Préjudice et coresponsabilité dans l’échec d’un projet informatique

La Cour de Cassation, dans un arrêt du 23 mars 2022, revient sur le principe d’indemnisation des parties en cas de résiliation d’un contrat informatique aux torts partagés.

Dans cet arrêt, la Cour de Cassation rappelle que la part de responsabilité dans l’échec d’un projet informatique (en l’espèce considérée à 50/50) doit être appliquée au calcul du préjudice, et notamment le fait qu’une compensation des préjudices respectifs ne peut s’opérer qu’après avoir appliqué un tel coefficient.

A titre liminaire, il convient de préciser que cet arrêt est un arrêt de cassation rendu sur un arrêt de renvoi de la Cour d’appel de Paris suite à une première cassation.

En effet, par son premier arrêt du 19 septembre 2018, la Cour de Cassation avait déjà remis en cause le raisonnement de la Cour d’appel de Paris dans son arrêt du 16 janvier 2017 (n°15/03724).

Ainsi dans ce affaire, alors que la Cour d'appel de Paris, avait constaté que chacune des sociétés en cause avait contribué à la mauvaise exécution du contrat, « étant définitivement acquis que chacune avait contribué au dommage à hauteur de 50 % », elle avait rejeté la demande d’indemnisation du client au motif que « considérant ensuite que, le contrat ayant été résilié par la faute de chacune des parties à hauteur de 50 %, la société Seafrance est mal fondé à reprocher à la société Gil-Restauration Multi-activité des retards et une résiliation du contrat auxquels elle a elle-même contribué ; que la société Seafrance doit être déboutée de sa demande de dommages et intérêts présentée à hauteur de 439 781,81 euros ».

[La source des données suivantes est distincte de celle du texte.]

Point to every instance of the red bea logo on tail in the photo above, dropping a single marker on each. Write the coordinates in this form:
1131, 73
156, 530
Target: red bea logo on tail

La Cour de Cassation, dans son arrêt du 19 septembre 2018, censurait ce raisonnement au motif que « en se déterminant ainsi, sans rechercher si les manquements respectifs des parties à leurs obligations avaient causé à chacune d'elles un égal préjudice de nature à entraîner la compensation totale entre les dommages-intérêts auxquels elles pouvaient réciproquement prétendre ».

Dans l’arrêt de renvoi du 13 décembre 2019 (n°18/24369), la Cour d’appel de Paris a reconnu à chacune des parties l’existence d’un préjudice, et ainsi, procédé à la compensation entre les créances respectives des parties au motif que les parties « étaient responsables à part égale de l’échec du projet ».

La Cour de Cassation, dans cet arrêt du 23 mars 2022,  critique à nouveau ce raisonnement au motif que la Cour d’appel n’a pas appliqué une décote de 50% sur les préjudices avant d’opérer la compensation et ainsi accorder l’indemnisation intégrale des préjudices en considérant que « en statuant ainsi, alors que, chacune des parties contractantes étant jugée responsable pour moitié de la résiliation du contrat, elle devait réparer le préjudice subi par l'autre du fait de cette résiliation en tenant compte de cette proportion, soit seulement à concurrence de 50 % de ce préjudice, la compensation ne devant s'opérer qu'après application au préjudice de chaque partie de ce coefficient, la cour d'appel qui, en ordonnant la compensation sans tenir compte de cette proportion, a condamné chaque partie à indemniser intégralement le préjudice de l'autre, a violé le texte susvisé ».

La Cour d’appel de Paris devra donc, pour la troisième fois, être amenée à statuer dans cette affaire.